Mi chiamo Gianfranco Maris e sono nato tre volte. La prima quando mi partorì mia madre, nella nostra casa di corso Buenos Aires 65 a Milano. Era il 19 gennaio 1921. La seconda nascita è quella ufficiale: 24 gennaio 1921, il giorno in cui mio padre andò in Comune per registrarmi. […]
Ma mi considero nato una terza volta il 5 maggio 1945, quando, arrampicato in cima alla scala di una torretta del campo di concentramento di Mauthausen-Gusen, vidi arrivare una camionetta di soldati americani. Ero giunto in quel campo, dopo un lungo viaggio su un carro bestiame, il 5 agosto dell’anno prima e pensavo che non sarei mai più tornato a casa. Pesavo 38 chili. Quando vidi quella camionetta capii che ero nato un’altra volta. In effetti, dal 5 agosto al 5 maggio intercorrono 9 mesi esatti: il tempo di un’altra gestazione. Di questa mia terza nascita ricordo tutto, ogni dettaglio.

Così Gianfranco Maris comincia a raccontare come testimone in “Per ogni pidocchio 5 bastonate”, testo oggi ristampato insieme a suoi scritti ed interventi in Oltre Mauthausen (Mimesis, Milano 2021): la liberazione del campo di Mauthausen è vissuta da Maris come una terza nascita che il centenario promosso dalla Fondazione Memoria della Deportazione non poteva non segnare.Nove mesi nell’universo dei Lager fanno eco alla nascita naturale nella consapevolezza di scelte di vita, di esperienza di dolore, di patrimonio culturale, di sfide per il futuro e fanno del vissuto il destino di un uomo.Suonano ormai a tutti e tutte noti i nomi di Auschwitz, Mauthausen, Dachau, Buchenwald, Ravensbrück. Meno diffusa resta invece la consapevolezza che i Lager fossero come diceva Primo Levi “impianti piloti” del destino voluto dai nazifascisti per l’Europa.

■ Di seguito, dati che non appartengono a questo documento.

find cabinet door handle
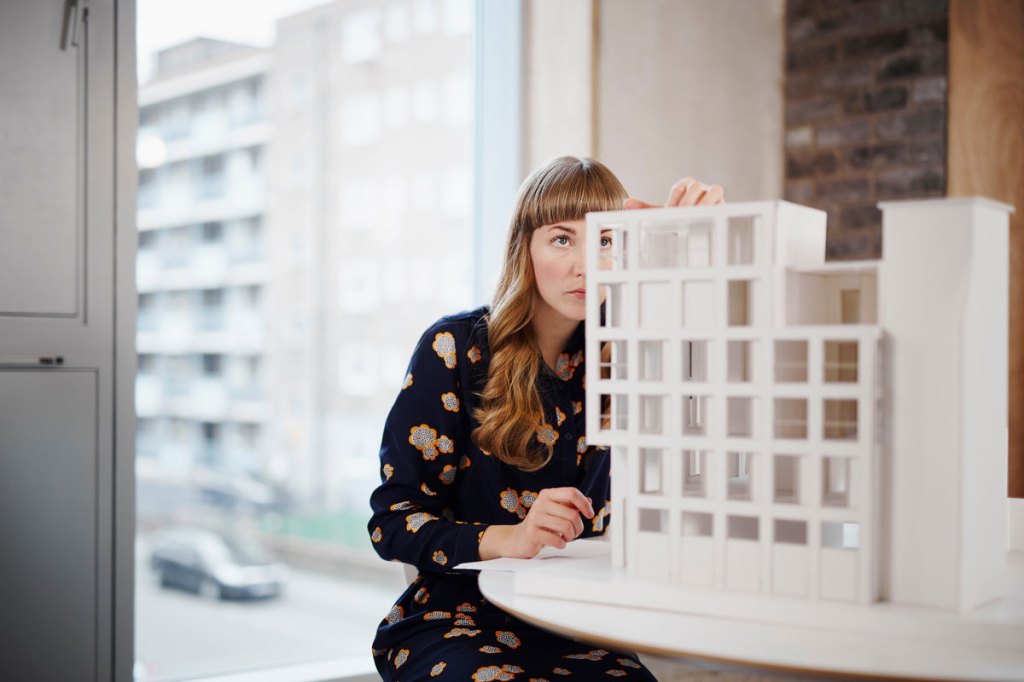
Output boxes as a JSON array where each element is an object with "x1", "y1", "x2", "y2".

Il Lager di Mauthausen all’interno dell’universo concentrazionario era un Lager di terza categoria, dove le SS, fin dalla fine degli anni Trenta, avevano sperimentato lo sfruttamento della manodopera dei reclusi per l’arricchimento del Reich: lì finivano i dissidenti politici considerati irrecuperabili, lì nella cava di pietra, si è messo a punto quel sistema che poi applicato in tutti gli altri Lager ha riportato nel cuore dell’Europa del 900 la schiavitù. Il “Nuovo ordine europeo” voluto dal nazismo implicava una germanizzazione del continente che prevedeva tanto l’abolizione di quelle razze considerate estranee e inferiori (ebrei e zingari) che la riduzione delle popolazioni dell’est europeo a popolo lavoratore privo di dirigenza politica e di cultura propria. La creazione dell’universo concentrazionario è funzionale alla realizzazione di questo progetto contro cui uomini e donne come Maris si batterono.In quello scontro da partigiano Maris fu arrestato e deportato come politico e, da sopravvissuto, la memoria di quello scontro divenne la radice del suo agire di uomo libero.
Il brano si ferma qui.